Fresh heparinized blood (10 ml) was obtained after an overnight fast from 16 stable liver transplant patients (total serum bilirubin ≤ 2.2 mg/dL and serum glutamic oxaloacetic transaminase [SGOT] of less than 40 IU/L), 12 normal healthy adult volunteers, and 7 patients with end-stage liver disease who were being considered for liver transplantation. Blood samples were obtained from transplant patients 21 to 146 days after liver transplantation. Plasma was separated immediately and analyzed for albumin and AAG concentrations. Albumin was measured by bromocresol green dye binding method4 and AAG was measured by a radial immunodiffusion method with a commercially available kit (ICL International).
The minimum detectable concentration of albumin and the coefficient of variation of the method used are 1 g/dL and 3.1%, respectively. The minimum detectable concentration of AAG and the coefficient of variation of the method used are 20 mg/dL and 5.9%, respectively. A summary of the results obtained is presented in the Table. The mean (±SD) concentration of albumin in the normal subjects was 4.5 ± 0.3 g/dL. This was significantly higher than the albumin concentrations in transplant patients (3.4 ± 0.7 g/dL) and in patients with liver disease (3.4 ± 0.8 g/dL). The mean AAG concentration in normal subjects was 67 mg/dL. Patients with liver disease had a significantly (P < .05) lower AAG concentration whereas transplant recipients had a significantly (P < .05) higher AAG concentration compared with the normal subjects. Although most of the liver transplant recipients had a twofold higher AAG concentration, one patient had almost a threefold higher AAG concentration than normal subjects.
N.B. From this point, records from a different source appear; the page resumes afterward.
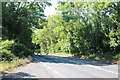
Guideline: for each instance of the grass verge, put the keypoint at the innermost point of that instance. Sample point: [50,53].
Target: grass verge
[6,66]
[58,54]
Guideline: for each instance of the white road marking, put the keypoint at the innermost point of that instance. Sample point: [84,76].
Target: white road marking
[56,72]
[97,67]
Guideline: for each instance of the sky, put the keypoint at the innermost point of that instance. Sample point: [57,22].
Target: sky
[50,10]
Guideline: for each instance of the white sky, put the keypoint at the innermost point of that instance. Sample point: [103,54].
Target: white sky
[50,10]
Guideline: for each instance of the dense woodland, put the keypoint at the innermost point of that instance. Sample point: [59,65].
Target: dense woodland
[83,29]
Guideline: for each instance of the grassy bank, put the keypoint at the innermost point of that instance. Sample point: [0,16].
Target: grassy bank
[58,54]
[6,66]
[105,58]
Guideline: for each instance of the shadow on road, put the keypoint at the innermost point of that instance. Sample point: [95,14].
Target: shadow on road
[18,75]
[69,60]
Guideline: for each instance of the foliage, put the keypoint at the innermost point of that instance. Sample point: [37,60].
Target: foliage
[18,19]
[11,50]
[7,55]
[82,29]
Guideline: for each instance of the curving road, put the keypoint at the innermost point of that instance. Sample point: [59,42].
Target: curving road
[50,66]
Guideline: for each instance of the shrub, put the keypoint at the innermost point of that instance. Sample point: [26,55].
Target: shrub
[21,50]
[11,48]
[7,55]
[7,44]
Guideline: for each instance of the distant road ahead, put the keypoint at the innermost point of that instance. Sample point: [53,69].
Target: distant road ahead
[50,66]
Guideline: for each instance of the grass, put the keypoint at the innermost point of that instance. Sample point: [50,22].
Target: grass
[58,54]
[106,58]
[6,66]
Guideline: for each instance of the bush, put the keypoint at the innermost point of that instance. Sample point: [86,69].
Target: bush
[21,50]
[7,44]
[12,49]
[7,55]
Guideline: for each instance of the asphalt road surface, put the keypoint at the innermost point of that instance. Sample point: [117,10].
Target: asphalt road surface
[50,66]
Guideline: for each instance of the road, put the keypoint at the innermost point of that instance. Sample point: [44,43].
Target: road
[50,66]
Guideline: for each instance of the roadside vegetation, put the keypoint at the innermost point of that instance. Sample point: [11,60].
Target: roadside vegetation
[18,21]
[84,30]
[78,29]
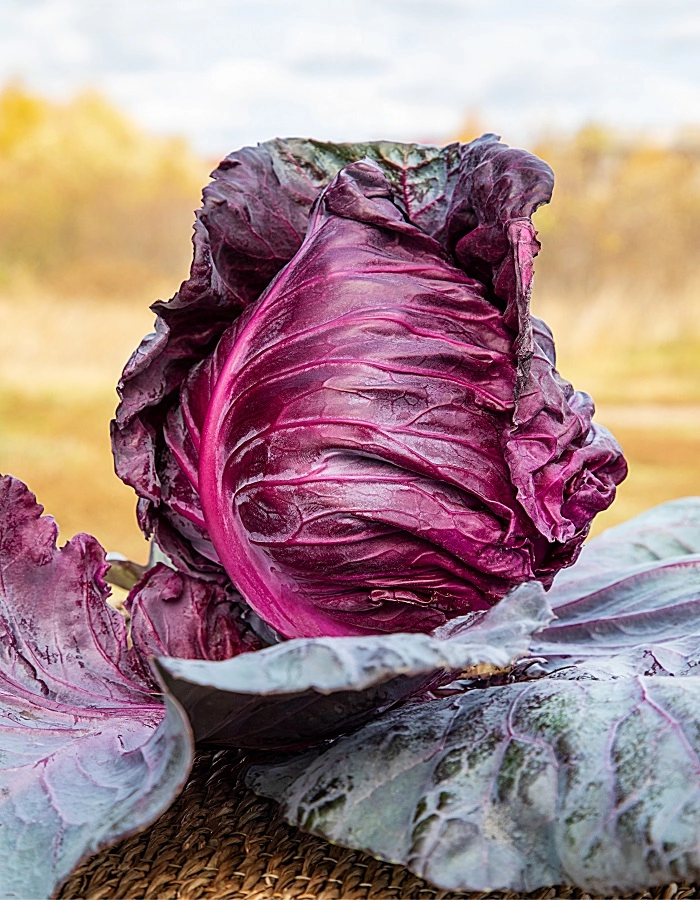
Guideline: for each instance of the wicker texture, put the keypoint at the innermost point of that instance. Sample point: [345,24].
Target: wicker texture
[219,840]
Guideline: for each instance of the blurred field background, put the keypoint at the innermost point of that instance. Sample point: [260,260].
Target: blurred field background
[95,223]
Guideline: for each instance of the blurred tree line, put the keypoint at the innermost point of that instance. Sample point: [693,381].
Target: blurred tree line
[89,204]
[625,213]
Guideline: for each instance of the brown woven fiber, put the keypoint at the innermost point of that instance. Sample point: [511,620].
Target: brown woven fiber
[220,841]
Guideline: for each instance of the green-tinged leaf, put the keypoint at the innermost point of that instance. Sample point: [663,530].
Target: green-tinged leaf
[583,782]
[307,689]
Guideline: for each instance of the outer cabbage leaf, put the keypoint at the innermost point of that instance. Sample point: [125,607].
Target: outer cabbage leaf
[354,468]
[633,597]
[87,753]
[587,776]
[306,690]
[173,614]
[589,783]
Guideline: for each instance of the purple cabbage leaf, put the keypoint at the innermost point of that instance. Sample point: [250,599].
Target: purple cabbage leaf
[306,690]
[583,771]
[379,440]
[632,601]
[89,752]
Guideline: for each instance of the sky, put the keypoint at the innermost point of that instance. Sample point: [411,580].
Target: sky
[225,73]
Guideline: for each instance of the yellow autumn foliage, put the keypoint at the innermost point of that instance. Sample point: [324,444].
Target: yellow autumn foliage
[89,204]
[95,224]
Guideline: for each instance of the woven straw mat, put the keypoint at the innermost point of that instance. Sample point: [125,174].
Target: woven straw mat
[221,841]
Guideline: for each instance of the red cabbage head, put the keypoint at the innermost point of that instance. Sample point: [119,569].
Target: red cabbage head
[348,409]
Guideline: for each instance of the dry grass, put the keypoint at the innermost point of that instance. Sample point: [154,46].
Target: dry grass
[59,364]
[92,208]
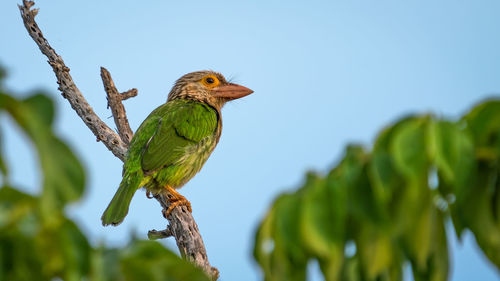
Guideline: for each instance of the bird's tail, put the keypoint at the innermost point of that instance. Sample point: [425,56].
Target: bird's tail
[118,207]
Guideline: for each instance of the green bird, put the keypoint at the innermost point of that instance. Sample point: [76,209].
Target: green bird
[174,141]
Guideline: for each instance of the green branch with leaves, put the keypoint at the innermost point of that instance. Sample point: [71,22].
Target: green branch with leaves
[391,204]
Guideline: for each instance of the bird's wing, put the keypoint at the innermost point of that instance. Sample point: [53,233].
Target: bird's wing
[182,123]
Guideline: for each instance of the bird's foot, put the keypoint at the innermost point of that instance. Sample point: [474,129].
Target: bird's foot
[175,199]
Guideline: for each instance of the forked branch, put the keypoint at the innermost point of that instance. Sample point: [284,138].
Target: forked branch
[181,223]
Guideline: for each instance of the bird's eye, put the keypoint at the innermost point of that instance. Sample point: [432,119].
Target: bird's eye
[210,81]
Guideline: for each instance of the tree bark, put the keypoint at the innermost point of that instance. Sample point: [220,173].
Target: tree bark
[182,225]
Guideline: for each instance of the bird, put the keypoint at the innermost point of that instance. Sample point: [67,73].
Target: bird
[173,143]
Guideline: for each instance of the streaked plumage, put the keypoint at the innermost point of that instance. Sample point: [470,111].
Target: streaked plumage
[175,140]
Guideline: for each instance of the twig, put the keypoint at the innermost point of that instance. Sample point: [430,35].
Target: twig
[181,223]
[117,108]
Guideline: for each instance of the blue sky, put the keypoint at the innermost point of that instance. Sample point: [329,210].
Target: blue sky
[325,73]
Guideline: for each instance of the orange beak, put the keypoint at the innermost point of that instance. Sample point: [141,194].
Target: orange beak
[231,91]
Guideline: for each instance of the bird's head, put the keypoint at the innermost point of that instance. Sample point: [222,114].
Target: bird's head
[207,86]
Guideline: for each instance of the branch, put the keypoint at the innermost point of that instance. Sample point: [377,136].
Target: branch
[68,87]
[117,108]
[181,223]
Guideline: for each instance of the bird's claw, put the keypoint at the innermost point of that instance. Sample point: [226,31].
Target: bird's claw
[174,202]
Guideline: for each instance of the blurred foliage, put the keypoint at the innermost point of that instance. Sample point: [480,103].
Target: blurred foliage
[37,240]
[381,209]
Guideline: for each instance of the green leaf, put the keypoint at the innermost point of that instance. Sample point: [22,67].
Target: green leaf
[66,250]
[322,222]
[484,123]
[149,260]
[453,150]
[378,253]
[278,246]
[436,264]
[409,148]
[479,211]
[63,174]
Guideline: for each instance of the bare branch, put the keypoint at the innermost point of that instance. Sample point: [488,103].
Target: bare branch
[117,108]
[68,87]
[181,223]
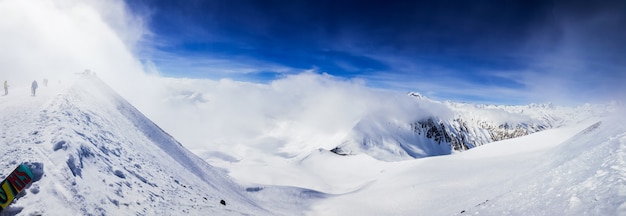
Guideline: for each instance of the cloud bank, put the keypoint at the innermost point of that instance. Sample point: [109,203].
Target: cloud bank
[55,39]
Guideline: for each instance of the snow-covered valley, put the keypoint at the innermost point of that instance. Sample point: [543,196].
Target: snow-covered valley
[97,154]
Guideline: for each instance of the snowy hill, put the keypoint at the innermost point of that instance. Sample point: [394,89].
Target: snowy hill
[97,155]
[455,127]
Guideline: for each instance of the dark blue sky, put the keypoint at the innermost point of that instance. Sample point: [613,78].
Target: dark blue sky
[475,50]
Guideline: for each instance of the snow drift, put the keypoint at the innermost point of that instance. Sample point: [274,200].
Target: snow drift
[100,156]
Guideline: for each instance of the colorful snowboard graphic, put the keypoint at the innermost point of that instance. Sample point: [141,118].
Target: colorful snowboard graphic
[14,184]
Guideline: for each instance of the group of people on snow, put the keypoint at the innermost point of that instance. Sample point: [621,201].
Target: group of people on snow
[33,86]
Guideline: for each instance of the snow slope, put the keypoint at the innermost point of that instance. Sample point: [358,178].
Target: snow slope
[579,170]
[100,156]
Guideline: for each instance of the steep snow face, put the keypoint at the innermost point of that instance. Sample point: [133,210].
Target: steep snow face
[101,156]
[468,126]
[571,170]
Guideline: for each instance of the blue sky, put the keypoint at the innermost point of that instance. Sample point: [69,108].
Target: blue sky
[510,52]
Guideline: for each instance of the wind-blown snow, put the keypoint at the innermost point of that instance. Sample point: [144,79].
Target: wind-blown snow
[97,154]
[102,156]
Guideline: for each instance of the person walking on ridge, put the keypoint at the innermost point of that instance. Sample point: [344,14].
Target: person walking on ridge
[34,86]
[6,88]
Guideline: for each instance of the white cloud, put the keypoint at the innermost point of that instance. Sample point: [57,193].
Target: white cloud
[56,38]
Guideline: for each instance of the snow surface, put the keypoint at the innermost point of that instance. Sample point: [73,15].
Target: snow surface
[100,155]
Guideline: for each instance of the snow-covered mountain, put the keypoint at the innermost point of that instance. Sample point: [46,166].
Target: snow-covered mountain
[462,126]
[94,153]
[97,155]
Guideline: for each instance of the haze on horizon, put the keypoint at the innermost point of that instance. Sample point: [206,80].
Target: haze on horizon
[514,52]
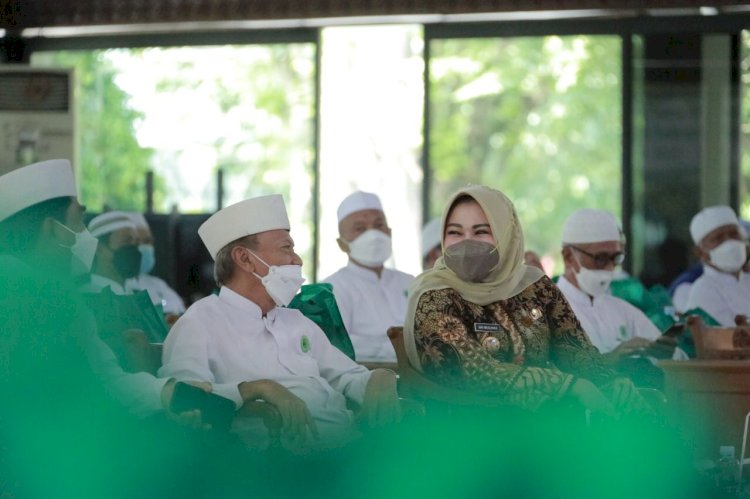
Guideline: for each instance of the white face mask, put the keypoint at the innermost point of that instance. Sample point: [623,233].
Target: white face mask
[282,281]
[594,282]
[372,248]
[148,258]
[729,256]
[82,252]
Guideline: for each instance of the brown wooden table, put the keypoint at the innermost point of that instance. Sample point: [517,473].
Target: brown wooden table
[707,400]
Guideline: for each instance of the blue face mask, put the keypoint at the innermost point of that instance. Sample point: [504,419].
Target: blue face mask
[148,258]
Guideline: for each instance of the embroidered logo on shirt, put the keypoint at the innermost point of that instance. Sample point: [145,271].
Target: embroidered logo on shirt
[484,327]
[536,314]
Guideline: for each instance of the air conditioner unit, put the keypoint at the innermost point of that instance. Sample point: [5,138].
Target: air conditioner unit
[36,115]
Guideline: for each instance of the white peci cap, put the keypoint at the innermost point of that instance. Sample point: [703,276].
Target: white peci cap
[589,225]
[251,216]
[431,236]
[109,222]
[32,184]
[358,201]
[709,219]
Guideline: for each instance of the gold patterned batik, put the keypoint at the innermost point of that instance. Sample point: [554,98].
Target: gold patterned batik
[526,349]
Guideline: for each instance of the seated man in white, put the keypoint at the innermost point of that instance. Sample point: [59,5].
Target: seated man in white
[591,249]
[117,257]
[370,297]
[158,290]
[723,290]
[251,347]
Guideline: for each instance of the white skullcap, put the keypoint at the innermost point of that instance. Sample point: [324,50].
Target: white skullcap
[358,201]
[138,220]
[588,225]
[32,184]
[709,219]
[109,222]
[251,216]
[431,236]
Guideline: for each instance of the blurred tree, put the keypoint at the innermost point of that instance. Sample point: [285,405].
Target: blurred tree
[111,165]
[745,128]
[538,118]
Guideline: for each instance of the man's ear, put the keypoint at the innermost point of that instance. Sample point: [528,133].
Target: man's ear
[242,259]
[343,245]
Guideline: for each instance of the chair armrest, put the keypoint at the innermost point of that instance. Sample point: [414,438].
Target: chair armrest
[268,413]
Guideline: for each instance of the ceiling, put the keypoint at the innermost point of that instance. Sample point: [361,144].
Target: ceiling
[19,14]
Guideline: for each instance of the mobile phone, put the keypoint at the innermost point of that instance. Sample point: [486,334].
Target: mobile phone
[215,409]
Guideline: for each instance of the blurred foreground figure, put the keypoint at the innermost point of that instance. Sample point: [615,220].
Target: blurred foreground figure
[65,432]
[158,289]
[371,298]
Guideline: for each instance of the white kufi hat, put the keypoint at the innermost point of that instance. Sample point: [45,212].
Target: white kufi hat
[32,184]
[358,201]
[709,219]
[245,218]
[589,225]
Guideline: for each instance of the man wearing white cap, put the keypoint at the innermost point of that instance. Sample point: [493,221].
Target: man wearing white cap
[591,249]
[117,256]
[158,290]
[370,297]
[431,239]
[723,290]
[41,223]
[251,347]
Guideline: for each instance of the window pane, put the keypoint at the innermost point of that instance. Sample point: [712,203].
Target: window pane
[371,123]
[184,113]
[538,118]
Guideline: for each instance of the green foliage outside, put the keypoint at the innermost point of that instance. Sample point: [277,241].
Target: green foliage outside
[538,118]
[745,128]
[112,165]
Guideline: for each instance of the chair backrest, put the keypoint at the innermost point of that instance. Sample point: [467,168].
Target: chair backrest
[716,342]
[415,385]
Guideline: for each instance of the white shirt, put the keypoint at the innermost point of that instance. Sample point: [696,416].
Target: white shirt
[721,295]
[369,306]
[606,319]
[226,340]
[159,291]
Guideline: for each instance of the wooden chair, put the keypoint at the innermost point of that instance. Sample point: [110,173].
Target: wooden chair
[139,355]
[718,342]
[413,384]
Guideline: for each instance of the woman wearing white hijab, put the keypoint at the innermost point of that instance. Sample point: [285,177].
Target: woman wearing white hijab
[483,321]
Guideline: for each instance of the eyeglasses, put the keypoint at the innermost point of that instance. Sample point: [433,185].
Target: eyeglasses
[603,259]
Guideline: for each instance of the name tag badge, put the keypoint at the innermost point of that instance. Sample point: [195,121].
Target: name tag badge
[484,327]
[305,344]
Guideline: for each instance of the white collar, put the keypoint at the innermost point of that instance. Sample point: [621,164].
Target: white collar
[236,300]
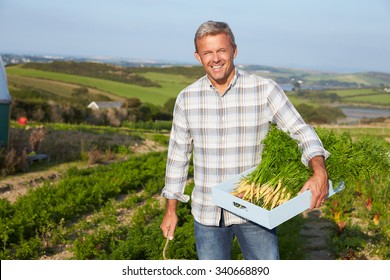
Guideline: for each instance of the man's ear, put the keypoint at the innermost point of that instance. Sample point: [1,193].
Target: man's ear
[197,56]
[235,52]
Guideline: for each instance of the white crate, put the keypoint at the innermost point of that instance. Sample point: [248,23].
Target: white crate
[267,218]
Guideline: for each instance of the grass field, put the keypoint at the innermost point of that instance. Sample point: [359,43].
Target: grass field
[170,84]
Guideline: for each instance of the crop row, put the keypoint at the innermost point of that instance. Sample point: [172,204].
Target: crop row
[80,191]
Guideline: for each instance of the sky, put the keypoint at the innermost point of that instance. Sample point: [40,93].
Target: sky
[325,35]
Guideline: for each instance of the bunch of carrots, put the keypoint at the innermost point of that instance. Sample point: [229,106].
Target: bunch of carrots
[278,177]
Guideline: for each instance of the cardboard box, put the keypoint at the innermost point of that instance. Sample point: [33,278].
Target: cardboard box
[267,218]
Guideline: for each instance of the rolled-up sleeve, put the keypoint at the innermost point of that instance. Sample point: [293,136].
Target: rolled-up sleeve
[179,154]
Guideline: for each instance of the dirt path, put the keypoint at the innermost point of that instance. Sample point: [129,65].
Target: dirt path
[316,232]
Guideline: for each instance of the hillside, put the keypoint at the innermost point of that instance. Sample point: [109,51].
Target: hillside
[311,79]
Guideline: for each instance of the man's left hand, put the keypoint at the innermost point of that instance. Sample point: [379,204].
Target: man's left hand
[318,182]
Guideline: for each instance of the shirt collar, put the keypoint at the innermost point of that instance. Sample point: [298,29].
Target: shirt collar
[232,82]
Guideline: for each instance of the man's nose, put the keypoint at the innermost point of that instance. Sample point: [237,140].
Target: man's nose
[216,57]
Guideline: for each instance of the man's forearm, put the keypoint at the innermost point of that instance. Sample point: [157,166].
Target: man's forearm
[317,165]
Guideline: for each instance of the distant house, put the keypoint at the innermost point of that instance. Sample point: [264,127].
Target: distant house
[102,105]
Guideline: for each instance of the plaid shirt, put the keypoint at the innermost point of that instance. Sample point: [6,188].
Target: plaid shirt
[224,133]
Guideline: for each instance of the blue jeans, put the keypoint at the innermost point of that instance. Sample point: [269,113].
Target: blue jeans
[256,242]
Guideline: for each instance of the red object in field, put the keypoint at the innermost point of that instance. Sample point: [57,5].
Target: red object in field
[22,121]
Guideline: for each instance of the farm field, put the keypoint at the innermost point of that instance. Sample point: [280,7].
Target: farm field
[98,196]
[117,211]
[146,94]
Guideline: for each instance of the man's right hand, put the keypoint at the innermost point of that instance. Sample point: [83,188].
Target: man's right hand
[170,220]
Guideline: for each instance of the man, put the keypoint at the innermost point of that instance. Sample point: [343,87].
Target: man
[222,119]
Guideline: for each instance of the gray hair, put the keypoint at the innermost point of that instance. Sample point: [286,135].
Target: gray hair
[213,28]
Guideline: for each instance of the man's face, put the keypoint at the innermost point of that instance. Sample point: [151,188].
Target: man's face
[216,54]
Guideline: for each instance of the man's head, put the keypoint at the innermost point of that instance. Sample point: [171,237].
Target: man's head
[216,51]
[213,28]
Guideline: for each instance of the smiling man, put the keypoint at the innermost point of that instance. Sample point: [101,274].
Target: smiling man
[221,119]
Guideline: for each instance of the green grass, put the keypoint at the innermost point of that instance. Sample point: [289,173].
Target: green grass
[158,96]
[380,99]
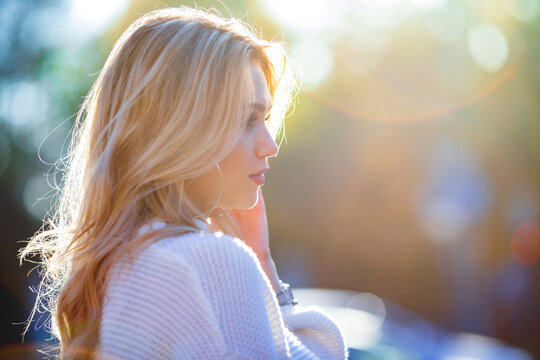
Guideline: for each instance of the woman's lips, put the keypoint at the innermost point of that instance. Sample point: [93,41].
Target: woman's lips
[257,179]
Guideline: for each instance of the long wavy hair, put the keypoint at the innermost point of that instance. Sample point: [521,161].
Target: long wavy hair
[172,99]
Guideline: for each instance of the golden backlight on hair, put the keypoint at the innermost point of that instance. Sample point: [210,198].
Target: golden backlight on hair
[173,96]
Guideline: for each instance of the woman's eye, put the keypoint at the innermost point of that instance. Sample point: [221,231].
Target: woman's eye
[250,122]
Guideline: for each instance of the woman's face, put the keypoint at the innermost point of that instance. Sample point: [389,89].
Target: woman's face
[243,167]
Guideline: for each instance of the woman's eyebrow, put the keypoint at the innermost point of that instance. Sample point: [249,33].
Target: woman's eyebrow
[261,107]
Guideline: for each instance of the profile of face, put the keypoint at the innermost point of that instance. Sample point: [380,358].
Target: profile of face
[242,169]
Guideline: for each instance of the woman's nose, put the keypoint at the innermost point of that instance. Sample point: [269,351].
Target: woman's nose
[266,146]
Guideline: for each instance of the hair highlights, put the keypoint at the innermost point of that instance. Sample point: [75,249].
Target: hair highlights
[172,99]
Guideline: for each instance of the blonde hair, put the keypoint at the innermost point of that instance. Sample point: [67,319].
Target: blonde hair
[172,98]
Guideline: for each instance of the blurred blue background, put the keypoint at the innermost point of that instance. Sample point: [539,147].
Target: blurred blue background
[408,186]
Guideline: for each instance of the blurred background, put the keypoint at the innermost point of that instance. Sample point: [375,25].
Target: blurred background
[405,197]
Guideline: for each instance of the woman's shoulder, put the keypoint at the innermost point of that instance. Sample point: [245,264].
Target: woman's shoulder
[196,246]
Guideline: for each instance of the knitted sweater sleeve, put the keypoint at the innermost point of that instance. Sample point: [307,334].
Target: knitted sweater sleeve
[316,329]
[148,306]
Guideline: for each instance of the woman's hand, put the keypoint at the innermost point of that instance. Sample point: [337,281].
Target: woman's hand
[253,228]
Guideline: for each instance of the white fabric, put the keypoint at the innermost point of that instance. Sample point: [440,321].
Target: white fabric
[205,296]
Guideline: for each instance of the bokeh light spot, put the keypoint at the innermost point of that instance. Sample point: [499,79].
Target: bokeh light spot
[447,22]
[523,10]
[23,103]
[525,243]
[488,47]
[315,58]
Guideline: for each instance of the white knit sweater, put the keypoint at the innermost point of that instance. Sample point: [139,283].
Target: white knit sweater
[205,296]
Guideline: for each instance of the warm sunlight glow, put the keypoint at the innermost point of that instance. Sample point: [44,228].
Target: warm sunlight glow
[488,46]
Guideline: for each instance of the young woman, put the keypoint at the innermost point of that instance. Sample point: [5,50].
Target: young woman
[159,248]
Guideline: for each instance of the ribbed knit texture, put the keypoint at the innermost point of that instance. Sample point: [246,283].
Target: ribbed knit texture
[205,296]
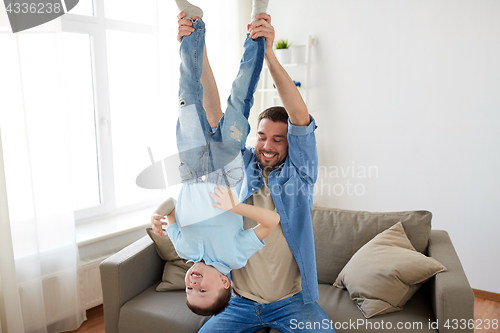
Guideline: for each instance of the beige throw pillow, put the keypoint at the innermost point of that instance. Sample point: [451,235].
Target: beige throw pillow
[385,273]
[175,268]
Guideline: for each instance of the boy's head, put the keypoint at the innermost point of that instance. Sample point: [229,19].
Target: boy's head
[207,290]
[271,148]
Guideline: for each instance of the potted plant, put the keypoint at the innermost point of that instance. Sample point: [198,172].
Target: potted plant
[283,51]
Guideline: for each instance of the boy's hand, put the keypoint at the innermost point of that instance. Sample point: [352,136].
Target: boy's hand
[263,28]
[185,26]
[224,197]
[158,224]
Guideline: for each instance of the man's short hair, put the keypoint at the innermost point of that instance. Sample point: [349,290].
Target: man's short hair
[220,304]
[274,113]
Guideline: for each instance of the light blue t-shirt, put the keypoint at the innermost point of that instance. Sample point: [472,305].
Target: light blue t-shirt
[219,239]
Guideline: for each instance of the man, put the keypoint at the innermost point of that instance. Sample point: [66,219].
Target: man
[278,286]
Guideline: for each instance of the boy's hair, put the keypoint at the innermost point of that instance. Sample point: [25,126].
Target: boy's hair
[274,113]
[220,304]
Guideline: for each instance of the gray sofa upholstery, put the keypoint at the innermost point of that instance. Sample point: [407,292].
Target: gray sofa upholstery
[132,305]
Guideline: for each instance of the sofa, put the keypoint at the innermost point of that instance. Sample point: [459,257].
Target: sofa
[443,303]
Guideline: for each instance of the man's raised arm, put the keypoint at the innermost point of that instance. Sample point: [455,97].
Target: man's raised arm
[288,92]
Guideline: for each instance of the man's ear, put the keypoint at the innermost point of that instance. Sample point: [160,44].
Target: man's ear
[225,281]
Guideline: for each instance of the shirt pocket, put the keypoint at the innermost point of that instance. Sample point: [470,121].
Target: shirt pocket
[187,173]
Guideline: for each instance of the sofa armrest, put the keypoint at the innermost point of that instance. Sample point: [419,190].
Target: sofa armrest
[451,295]
[125,275]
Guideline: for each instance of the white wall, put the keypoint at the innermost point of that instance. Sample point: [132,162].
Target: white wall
[412,89]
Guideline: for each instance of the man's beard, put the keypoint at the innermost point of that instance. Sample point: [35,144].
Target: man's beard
[263,165]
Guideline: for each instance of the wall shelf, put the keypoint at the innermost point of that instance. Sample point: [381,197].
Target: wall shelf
[298,71]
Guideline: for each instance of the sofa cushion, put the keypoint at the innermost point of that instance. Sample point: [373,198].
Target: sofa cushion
[154,312]
[338,234]
[175,268]
[346,318]
[385,273]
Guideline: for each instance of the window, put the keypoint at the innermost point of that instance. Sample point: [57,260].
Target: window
[115,106]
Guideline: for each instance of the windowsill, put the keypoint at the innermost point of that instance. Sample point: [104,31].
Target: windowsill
[110,227]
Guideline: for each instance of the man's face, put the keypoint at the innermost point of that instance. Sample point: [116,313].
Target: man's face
[272,145]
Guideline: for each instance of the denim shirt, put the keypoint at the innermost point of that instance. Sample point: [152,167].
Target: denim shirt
[291,186]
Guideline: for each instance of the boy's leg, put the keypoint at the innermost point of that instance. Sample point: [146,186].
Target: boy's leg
[258,7]
[190,10]
[193,129]
[211,98]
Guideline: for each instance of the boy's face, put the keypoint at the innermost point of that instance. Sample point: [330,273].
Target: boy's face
[272,144]
[204,284]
Albumin is primarily responsible for the binding of acidic drugs whereas basic drugs appear to bind preferentially to AAG. The low concentration of albumin and AAG in patients with liver disease indicates the inability of the liver to synthesize these drug-binding proteins. Impaired binding of acidic and basic drugs is well documented in patients with liver disease.2,5 The albumin concentrations in the transplant patients were low despite stable biochemical liver tests. Because albumin is primarily responsible for binding of acidic drugs, liver transplant patients would not be able to bind acidic drugs as efficiently as the normal subjects. However, the AAG concentrations were elevated in all the transplant patients studied. AAG is an acute-phase reactant and is primarily synthesized in the liver. AAG concentrations are known to increase in plasma after surgery,6 myocardial infarction,7 renal transplantation,8 malignancy,9 trauma,10 and inflammatory arthritis.11 Increased binding of certain basic drugs, such as propranolol11 and lidocaine,7 has been observed in patients with high AAG concentrations. Therefore, one would also anticipate increased binding of basic drugs in liver transplant patients.
All the liver transplant patients received cyclosporine and prednisone. In addition, some of the patients received azathioprine, hydralazine, hydrochlorothiazide, sulfasalazine, furosemide, or nystatin. These drugs are not known to have specific effects on albumin or AAG concentrations.
Although the binding of certain basic drugs may be higher in liver transplant patients, binding of other basic drugs may not be different from the binding process in normal subjects because of a compensatory reduction in albumin binding. In conclusion, our study has documented the presence of elevated AAG concentrations in stable liver transplant patients. The time course of normalization of these plasma proteins and the hinding of different basic drugs should be examined in liver transplant patients.